One of Digby's latest missives brings up a point that I think needs to be brought out much more forcefully than has previously been done. From the flooding of New Orleans in the wake of Katrina, through the bridge collapse, and now the cluster that is the horrid rescue attempt after the mine collapse (one would think a mine owner would know there are such things as geologists with instruments called seismographs that tell us whether or not there has been an earthquake). The New Orleans fiasco is too often attributed to Hurricane Katrina; the bridge collapse is now being blamed on the mechanical failure of part of the truss structure; the mine collapse on an invisible earthquake. In each case, however, the direct cause is the failure to follow through on certain public policies (infrastructure investment and maintenance), or adopting public policies that were known to be potentially detrimental (draining wetlands in the Delta for real estate development).

We have been on a generational binge to the detriment of the social contract in this country, and now that the bills are coming due, there are those who wish to deny we owe anyone anything. The saddest part is that there is no way to hold accountable those directly responsible for the rape of our infrastructure other than denying them office. We cannot charge with public malfeasance and neglect those legislators who denied monies for road and bridge repair and maintenance, or those developers and zoning boards who connived to remove from southern Louisiana a natural hurricane buffer, or the Army Corps of Engineers for neglecting the levies around the poorest neighborhoods in New Orleans. The best we can do is drive out of business a mining company that engages in practices that are extremely hazardous and careless with the lives and health of its employees. The entire bizzare disaster in Utah is an object lesson in why enforced regulation is necessary; having an economy run without any kind of legal oversight leads to human tragedies, often multiplied by the sheer incompetence of those titularly in charge.

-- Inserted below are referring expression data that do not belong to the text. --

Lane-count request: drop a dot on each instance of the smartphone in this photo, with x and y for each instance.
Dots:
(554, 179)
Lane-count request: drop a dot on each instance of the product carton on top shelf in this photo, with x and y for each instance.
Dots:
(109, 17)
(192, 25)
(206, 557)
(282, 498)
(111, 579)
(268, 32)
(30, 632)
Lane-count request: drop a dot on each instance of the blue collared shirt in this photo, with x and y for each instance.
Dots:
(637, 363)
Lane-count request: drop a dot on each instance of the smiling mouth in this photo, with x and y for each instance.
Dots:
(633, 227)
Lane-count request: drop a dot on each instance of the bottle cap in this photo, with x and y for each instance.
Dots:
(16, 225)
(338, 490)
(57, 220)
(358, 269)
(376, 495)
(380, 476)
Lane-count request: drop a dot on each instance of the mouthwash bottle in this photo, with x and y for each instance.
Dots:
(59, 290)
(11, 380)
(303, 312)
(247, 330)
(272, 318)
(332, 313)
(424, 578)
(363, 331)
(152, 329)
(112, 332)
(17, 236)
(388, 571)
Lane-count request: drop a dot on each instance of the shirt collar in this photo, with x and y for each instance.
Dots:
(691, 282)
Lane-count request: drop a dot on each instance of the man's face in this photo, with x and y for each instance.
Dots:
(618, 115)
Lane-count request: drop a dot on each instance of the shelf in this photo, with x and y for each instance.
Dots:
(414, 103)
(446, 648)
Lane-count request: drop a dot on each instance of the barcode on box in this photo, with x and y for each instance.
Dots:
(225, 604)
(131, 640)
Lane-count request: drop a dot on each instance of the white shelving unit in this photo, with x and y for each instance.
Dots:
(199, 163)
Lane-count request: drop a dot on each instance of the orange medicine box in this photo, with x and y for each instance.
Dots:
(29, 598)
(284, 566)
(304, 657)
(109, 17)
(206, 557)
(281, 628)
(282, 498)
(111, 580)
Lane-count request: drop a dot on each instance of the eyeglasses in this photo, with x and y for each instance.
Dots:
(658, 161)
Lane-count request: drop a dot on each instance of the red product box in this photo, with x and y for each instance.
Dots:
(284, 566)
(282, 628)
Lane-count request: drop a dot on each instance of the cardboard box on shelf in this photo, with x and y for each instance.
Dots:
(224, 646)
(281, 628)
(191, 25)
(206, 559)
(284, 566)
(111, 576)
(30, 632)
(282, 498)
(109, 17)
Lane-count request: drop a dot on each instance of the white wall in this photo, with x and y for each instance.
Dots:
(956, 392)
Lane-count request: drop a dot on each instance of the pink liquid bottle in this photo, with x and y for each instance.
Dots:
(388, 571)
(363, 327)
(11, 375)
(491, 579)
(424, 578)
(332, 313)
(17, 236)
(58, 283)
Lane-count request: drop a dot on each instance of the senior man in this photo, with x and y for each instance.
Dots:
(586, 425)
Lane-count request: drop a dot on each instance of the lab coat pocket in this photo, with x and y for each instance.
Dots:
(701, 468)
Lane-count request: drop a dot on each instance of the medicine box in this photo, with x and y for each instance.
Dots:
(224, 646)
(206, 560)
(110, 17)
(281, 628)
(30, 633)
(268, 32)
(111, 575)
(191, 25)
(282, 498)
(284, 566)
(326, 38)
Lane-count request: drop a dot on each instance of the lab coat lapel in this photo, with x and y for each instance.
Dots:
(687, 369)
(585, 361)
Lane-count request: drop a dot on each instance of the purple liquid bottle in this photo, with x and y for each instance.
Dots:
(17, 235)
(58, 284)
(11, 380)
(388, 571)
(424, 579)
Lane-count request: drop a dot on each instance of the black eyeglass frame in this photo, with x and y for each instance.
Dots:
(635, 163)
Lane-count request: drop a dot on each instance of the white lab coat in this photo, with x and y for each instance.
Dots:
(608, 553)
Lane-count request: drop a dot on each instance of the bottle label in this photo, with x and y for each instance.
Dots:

We have much work to do repairing the damage wrought in just a few years by a gaggle of crooks who saw public office as a cash cow for themselves and their benefactors, insisting that the public was better off without all those pesky taxes and regulation. We now know how wrong such a philosophy is; we have always known it, and some of us have been talking about how wrong it is for a long time. With the public demonstration of its utter failure as a public policy alternative, we need to count lost lives among the costs for trying to pretend that problems fix themselves, higher return on investments is the sole social good for which government exists, and that we as a people would be much better off if we recognized that "government is the problem". The people have unlearned these lessons; it is time those who represent us did so as well.